Fatherhood is a superhero state. Peter Parker experienced less of a change when he was bitten by that spider than Dad did when he held us for the first time. Every midnight tear, every stubborn tantrum, every bear hug or sloppy kiss contributed to that “S” on his chest. Dads carry a lot more than knobby knees on their shoulders, which is why it’s even more incredible when they bake.
Baking is science, and art, and stuff that takes patience and work and precision. We needed to be in that kitchen as kids, messing more than helping. At some point, usually in our teen years, we see the flawed human behind that “S” and forget it’s there—but we are reminded of it, eventually, and we’re never too old to find Dad’s cape and wrap ourselves up in it to borrow its strength.
Baking dads, listen up, because this one’s for you: You rock.
Sometimes, baking is a way to teach your family how to appreciate what is good. Not just what is good for you, which is an important thing to learn, but what nourishes your heart and soul and sets your taste buds dancing. Watching Dad’s hands as he carefully kneads dough shows what it means to have a passion for something, to work with your hands, to be unafraid of the mess. If Dad has to wait for the yeast to work its magic, so do we, and learning how to wait is good. Smelling the yeast working is good. Helping dust flour off of Dad’s arms is good. Taking pride in something we’re making ourselves is good.

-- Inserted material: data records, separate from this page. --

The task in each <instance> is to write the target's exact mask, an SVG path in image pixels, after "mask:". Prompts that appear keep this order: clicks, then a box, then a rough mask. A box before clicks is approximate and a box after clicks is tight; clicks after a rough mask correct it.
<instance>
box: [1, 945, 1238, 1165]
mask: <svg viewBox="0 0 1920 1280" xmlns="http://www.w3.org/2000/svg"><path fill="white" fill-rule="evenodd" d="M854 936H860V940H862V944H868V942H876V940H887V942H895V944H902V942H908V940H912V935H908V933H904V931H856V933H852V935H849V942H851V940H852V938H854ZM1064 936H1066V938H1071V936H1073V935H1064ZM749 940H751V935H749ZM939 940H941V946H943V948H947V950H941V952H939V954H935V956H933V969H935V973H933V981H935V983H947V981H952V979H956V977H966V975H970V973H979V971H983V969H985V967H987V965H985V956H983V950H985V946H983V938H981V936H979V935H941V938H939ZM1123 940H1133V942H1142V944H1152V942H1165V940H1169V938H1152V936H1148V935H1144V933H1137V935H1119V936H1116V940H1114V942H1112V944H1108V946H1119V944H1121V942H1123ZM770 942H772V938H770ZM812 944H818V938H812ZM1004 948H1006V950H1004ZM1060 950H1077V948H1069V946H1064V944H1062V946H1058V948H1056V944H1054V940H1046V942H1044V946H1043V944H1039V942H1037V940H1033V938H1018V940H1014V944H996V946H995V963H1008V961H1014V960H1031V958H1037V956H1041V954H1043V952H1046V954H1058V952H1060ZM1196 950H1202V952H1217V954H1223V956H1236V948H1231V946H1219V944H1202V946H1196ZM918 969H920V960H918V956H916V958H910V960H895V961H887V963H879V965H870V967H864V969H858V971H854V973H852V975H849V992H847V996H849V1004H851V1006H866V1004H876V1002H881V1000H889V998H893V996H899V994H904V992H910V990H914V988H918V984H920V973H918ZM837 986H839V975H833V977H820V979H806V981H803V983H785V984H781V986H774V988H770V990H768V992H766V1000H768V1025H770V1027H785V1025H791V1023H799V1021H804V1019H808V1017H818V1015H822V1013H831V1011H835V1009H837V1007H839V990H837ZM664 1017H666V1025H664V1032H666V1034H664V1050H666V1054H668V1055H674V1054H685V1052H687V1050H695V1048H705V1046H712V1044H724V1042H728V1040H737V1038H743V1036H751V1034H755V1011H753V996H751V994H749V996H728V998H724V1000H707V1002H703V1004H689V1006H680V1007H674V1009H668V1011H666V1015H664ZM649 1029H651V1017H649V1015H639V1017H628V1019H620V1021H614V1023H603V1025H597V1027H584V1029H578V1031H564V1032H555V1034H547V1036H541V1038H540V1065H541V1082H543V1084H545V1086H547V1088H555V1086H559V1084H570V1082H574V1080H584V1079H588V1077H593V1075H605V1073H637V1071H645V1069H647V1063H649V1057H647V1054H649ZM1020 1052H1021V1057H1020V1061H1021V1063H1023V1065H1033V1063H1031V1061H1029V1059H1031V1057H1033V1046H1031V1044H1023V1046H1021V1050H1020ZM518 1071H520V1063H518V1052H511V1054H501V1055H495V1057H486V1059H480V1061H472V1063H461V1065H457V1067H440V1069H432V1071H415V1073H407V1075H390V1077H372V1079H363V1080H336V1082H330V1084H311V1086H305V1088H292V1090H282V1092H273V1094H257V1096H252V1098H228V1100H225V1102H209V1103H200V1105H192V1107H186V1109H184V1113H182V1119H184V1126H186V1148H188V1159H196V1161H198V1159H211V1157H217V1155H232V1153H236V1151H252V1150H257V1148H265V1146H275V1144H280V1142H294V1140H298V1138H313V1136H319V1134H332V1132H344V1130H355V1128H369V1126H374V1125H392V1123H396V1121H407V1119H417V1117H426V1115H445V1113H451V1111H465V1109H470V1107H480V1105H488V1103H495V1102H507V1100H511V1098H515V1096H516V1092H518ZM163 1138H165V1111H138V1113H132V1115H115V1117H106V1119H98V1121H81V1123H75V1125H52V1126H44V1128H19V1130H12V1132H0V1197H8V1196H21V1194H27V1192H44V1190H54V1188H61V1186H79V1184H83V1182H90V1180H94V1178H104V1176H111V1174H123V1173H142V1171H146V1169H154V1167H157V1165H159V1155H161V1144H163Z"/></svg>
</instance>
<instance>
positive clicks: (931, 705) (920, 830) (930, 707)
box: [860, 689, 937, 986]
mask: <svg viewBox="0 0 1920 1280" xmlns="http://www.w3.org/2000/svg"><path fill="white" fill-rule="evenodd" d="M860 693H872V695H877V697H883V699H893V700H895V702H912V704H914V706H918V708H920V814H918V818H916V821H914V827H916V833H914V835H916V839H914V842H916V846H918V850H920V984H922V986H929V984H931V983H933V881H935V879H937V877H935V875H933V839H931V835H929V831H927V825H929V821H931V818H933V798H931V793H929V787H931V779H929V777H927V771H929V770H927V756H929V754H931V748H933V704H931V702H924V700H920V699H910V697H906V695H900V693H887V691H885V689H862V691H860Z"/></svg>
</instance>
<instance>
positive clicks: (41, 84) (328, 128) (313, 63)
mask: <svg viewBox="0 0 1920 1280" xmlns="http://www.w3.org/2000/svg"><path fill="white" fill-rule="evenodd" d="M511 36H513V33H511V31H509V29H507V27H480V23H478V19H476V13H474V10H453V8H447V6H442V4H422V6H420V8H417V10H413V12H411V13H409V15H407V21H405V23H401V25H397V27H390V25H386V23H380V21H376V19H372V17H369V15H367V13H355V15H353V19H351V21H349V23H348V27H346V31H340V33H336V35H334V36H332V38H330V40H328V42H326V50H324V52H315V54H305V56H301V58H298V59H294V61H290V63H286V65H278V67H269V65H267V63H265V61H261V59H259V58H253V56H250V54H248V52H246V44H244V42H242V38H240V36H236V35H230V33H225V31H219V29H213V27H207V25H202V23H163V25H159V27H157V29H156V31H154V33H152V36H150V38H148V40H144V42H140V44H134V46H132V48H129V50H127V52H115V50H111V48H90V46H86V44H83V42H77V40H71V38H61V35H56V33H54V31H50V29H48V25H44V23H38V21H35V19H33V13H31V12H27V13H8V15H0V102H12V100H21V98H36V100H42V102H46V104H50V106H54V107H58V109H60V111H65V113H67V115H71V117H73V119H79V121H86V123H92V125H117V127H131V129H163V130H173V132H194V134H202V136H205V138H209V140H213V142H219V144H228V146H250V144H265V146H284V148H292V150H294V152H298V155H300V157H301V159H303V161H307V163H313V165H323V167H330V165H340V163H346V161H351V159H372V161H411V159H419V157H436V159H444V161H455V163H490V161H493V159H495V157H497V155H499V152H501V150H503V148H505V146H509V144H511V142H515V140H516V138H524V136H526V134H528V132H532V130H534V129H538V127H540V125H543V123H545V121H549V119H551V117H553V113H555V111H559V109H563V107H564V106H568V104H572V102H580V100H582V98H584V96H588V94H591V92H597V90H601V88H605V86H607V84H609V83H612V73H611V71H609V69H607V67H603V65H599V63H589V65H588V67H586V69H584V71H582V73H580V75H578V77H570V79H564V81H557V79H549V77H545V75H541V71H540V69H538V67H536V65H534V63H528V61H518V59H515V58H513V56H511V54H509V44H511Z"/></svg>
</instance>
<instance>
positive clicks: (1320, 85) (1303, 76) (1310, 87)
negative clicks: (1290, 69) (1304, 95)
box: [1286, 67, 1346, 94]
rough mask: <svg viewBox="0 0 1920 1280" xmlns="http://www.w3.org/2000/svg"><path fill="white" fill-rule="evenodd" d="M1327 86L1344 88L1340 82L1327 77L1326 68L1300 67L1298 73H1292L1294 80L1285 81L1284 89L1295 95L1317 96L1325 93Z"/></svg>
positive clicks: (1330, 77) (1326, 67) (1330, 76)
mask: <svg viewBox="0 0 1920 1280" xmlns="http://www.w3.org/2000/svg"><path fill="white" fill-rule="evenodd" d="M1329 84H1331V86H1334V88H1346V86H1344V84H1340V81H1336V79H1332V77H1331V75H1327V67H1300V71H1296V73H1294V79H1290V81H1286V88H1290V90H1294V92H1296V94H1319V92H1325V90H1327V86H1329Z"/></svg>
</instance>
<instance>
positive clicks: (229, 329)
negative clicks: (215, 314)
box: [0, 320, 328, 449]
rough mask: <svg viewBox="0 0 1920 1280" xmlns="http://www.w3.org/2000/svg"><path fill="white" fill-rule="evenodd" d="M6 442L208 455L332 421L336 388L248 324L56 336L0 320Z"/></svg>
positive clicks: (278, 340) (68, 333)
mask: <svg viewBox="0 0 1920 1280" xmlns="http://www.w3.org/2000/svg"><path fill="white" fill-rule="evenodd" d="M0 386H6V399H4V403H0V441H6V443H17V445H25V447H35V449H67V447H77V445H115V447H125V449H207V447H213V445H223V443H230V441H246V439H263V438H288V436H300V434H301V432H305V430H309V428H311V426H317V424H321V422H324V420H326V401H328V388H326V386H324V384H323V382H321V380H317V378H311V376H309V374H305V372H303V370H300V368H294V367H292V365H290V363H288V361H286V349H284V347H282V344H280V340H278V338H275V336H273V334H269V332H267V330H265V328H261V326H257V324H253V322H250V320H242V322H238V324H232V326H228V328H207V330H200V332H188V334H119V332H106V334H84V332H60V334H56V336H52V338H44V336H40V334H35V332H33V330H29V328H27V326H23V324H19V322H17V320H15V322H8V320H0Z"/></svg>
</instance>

Sometimes, baking teaches you how to handle mistakes. When the cake falls, when the cookies burn, when the blueberries burst, you know how to react. If you know how to laugh at lumpy cheesecake, then you know how to get us back on the bike when we’ve fallen. If you know how to turn hockey-puck biscuits into bird food or, even better, a dodge-biscuit game, then you know how to look us in the eye when we’ve let our friends make a stupid decision for us.
Sometimes, that oven light shows us the way home. When we’re rejected and hurt by someone we love, that oven light takes us to Dad, who reminds us who we are and what we’re really worth. When we need the courage to make a difficult choice, that oven light calls us to sit down, share a meal, talk it out. Dads who bake are dads who listen, who guide, and who care. They wake us up with waffles after nights spent thinking we’d never laugh again.
Sometimes, baking shows us life. Dads who bake watch thin batter rise into tall, fluffy popovers, and they watch tiny humans grow into loving adults.
Sometimes, all it takes to remind us what family means is a stack of pancakes and a terrible singing voice.
Sometimes, our creativity, our resourcefulness, our perseverance go back to that time spent desperately measuring out last-minute substitutions in a recipe after Dad’s advice.
Sometimes, a croissant is enough to remind us to stick with our dreams, to never back down, to act with integrity.
Sometimes, a warm muffin is like a warm hand lifting a bus to save us.
Sometimes, our hero wears an apron instead of a cape.